I saw the library, the swimming pool, the gymnasium, various classrooms, etc. etc. I kept asking “When will I see the organ?”
Well, we finally arrived in a dingy room that looked like it may have been converted from a furnace room, and there was the Organ! It was an old, and I mean Old Relic of an instrument. It was a two keyboard, Baldwin 5, with a couple of humongous speaker cabinets. I had hoped for at least a two manual pipe organ.
I almost said, “You’ve got to be kidding me!” But I held my breath and hid my disappointment as well as I could.
Of course they asked me to play a couple of songs, which I did. I improvised on a couple of hymns, but inspiration is hard to come by on a decrepit Baldwin 5 in a converted furnace room! They were much more impressed than I. The ordeal ended, and we went back to the conference room.
They thanked me for coming and said, “We’ll be in touch.”
I said my “goodbyes”, thanked them for their hospitality, and was brought back to the airport.

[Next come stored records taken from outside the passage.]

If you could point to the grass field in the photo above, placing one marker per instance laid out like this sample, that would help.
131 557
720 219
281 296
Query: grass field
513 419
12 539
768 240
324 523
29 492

The flight home was uneventful. I doubted that I would ever hear from them again.
Early Monday morning my phone rang. It was Pastor Ralph telling me that they were very impressed with me and their unanimous vote was in my favor, and could I fly up again, at their cost of course, next Saturday to sign a contract. I said, “Thank You, Yes I Will! Thank you again!

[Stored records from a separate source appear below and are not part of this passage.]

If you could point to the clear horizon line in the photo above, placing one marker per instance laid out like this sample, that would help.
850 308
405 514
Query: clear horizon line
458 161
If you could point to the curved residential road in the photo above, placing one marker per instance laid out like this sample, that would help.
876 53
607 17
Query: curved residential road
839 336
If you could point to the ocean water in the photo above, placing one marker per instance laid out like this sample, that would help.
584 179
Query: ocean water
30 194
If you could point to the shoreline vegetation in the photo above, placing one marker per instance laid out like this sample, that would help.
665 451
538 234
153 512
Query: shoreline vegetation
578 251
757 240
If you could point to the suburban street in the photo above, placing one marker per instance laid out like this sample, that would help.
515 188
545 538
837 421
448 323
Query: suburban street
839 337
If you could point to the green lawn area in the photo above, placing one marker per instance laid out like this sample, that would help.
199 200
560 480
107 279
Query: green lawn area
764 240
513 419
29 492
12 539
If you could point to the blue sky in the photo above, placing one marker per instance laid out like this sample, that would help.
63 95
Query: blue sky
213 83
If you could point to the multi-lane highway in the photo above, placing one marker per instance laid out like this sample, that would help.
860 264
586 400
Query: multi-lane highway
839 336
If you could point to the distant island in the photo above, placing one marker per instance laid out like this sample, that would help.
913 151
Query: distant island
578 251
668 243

The following Saturday I again flew up to Hancock, signed the contract, and began a new phase of my life.
Later that summer I was in charge of a Driver Education Program for the Reese, Michigan School District near Saginaw, Michigan. Earlier in my career I had picked up a Driver Education Teaching Certificate. It provided me with some much needed additional income during the summer months. I had a long weekend break coming up and decided to drive up to Hancock, and look for an apartment for the coming year.
Reese is right off Interstate 75, so it was an easy shot up 75, cross the Mackinac Bridge, turn left, drive another 250 miles and you are in Hancock. Crossing the big bridge was lovely but a bit scary. You can actually see the water below through the open grate road surface. I was thankful when I reached the other side. Another five hours to my destination. I began to realize that Hancock was somewhere near the end of the earth! As I began driving west I came upon a weird billboard. In huge letters it proclaimed “PASTIES FOR SALE.” In my previous travels I had seen off the highway signs advertising “ADULT BOOK STORE,” but never one that in huge letters advertised “PASTIES FOR SALE.” I really began to wonder about this U.P., my new residence to be!
EDITOR’S NOTE: Gerrit Lamain is a former Copper Country resident who served as a music professor at Suomi College. He was also the organist for the Michigan Tech hockey team before moving on to the Minnesota North Stars.